Fatty liver disease (FLD) arouses increasingly more attention in research and clinical practice, due to the increasing prevalence of the disease and the fact that nowadays it represents a leading cause of liver-related morbidity and mortality (1).
The need of a change in the definition from a “non-condition” into a clearly defined disease has been suggested since the early 2000s (2). Recently, a consensus of international experts proposed to overcome the current nomenclature “Non-Alcoholic Fatty Liver Disease” (NAFLD) and adopt the acronym MAFLD, or “Metabolic-Associated Fatty Liver Disease”, giving relevance to the underlying condition of systemic metabolic dysfunction (3). Although a broader consensus by all stakeholders in the field is still needed before a definite change in FLD definition can be implemented, the publication of the first statement signed by a large international panel of experts represents an initial step in this process.
Briefly, according to the aforementioned proposal, MAFLD diagnosis would be based on the detection of hepatic steatosis (diagnosed by imaging, biomarkers, or histology) and at least one feature among overweight/obesity, type 2 diabetes, and metabolic dysregulation. The last criterium is met when at least two features are present among: increased waist circumference, arterial hypertension, hypertriglyceridemia, low HDL-C, prediabetes, insulin resistance, and subclinical inflammation. These criteria will identify a more homogenous condition than NAFLD, overcoming the difficulties and controversies in the definition of at-risk alcohol intake, thereby hopefully fostering new pathophysiological developments and facilitating clinical studies (as brilliantly reviewed by Fouad et al. in this journal (4)).
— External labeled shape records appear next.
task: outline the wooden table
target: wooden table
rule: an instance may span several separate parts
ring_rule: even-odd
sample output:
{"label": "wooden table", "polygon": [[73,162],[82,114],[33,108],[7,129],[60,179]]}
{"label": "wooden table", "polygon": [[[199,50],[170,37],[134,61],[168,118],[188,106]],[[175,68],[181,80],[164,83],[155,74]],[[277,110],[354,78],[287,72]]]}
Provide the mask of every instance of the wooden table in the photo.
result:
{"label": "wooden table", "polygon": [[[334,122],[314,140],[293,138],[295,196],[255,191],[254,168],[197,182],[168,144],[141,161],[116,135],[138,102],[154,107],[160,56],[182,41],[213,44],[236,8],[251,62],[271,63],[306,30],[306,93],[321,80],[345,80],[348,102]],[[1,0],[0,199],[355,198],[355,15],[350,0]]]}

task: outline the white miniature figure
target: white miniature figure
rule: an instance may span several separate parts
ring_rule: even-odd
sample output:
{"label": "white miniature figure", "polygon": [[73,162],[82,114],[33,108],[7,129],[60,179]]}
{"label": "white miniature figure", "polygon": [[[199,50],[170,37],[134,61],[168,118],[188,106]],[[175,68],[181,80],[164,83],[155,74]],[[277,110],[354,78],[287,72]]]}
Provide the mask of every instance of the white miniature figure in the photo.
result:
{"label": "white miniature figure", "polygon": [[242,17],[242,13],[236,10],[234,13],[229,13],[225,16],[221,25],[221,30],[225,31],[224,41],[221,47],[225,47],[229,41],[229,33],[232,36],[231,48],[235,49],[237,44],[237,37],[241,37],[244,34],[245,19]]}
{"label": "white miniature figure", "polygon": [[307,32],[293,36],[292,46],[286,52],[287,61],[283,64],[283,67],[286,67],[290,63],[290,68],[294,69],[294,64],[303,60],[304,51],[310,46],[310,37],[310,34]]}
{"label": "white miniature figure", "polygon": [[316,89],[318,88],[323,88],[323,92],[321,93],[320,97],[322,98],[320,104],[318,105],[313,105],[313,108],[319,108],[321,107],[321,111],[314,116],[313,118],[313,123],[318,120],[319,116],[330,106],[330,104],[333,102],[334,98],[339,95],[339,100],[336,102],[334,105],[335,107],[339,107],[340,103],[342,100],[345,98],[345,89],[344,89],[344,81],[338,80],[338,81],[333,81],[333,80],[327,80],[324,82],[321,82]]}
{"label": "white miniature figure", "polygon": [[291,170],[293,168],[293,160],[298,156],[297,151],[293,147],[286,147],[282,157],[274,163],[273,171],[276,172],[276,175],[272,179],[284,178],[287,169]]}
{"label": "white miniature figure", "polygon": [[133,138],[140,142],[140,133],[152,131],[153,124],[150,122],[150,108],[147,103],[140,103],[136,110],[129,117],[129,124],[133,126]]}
However, the impact of the new FLD classification in clinical practice is not yet known. Indeed, this does not represent a simple change in the nomenclature: differently from NAFLD, MAFLD will be diagnosed in individuals with fatty liver and dysmetabolism, even when at-risk alcohol intake is reported, but not in lean individuals with fatty liver without metabolic comorbidities (such as a fraction of those with lean NAFLD) (5).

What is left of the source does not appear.